IV. Disposal of Protected Health Information (PHI)
Protected health information that is stored in any form (for example in the form of an abstract, index, photocopy, carbon copy or computer media) is subject to the same maintenance and confidentiality requirements as described in the EVMS Medical Group policy on Confidentiality of Patient Information. Any records containing PHI can only be destroyed or disposed of by EVMS Medical Group in accordance with the HIPAA Privacy and Security Rules.
Any workforce member or volunteer that is involved in disposing of PHI, or who supervises others who dispose of PHI, must receive training on disposal.
Health information must never be placed into a trash receptacle or other container that is accessible by the public or other unauthorized persons.
Protected health information is considered destroyed if:
- For PHI in paper records, if it has been shredded, burned, pulped, or pulverized so that the PHI is rendered essentially unreadable, indecipherable, and otherwise cannot be reconstructed.
- For PHI on electronic media, if it has been cleared (using software or hardware products to overwrite media with non-sensitive data), purged (degaussing or exposing the media to a strong magnetic field in order to disrupt the recorded magnetic domains), or destroyed (disintegration, pulverization, melting, incinerating, or shredding).
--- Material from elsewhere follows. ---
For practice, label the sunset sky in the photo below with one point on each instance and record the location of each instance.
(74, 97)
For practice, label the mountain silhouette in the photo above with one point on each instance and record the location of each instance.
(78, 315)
Electronic media is appropriately destroyed if it has been cleared, purged or destroyed consistent with NIST Special Publication 800-88 such that the PHI cannot be retrieved.
If an outside vendor provides disposal services on behalf of EVMS Medical Group, then the vendor and EVMS Medical Group must enter into a business associate agreement that requires the business associate, among other things, to appropriately safeguard the PHI through disposal.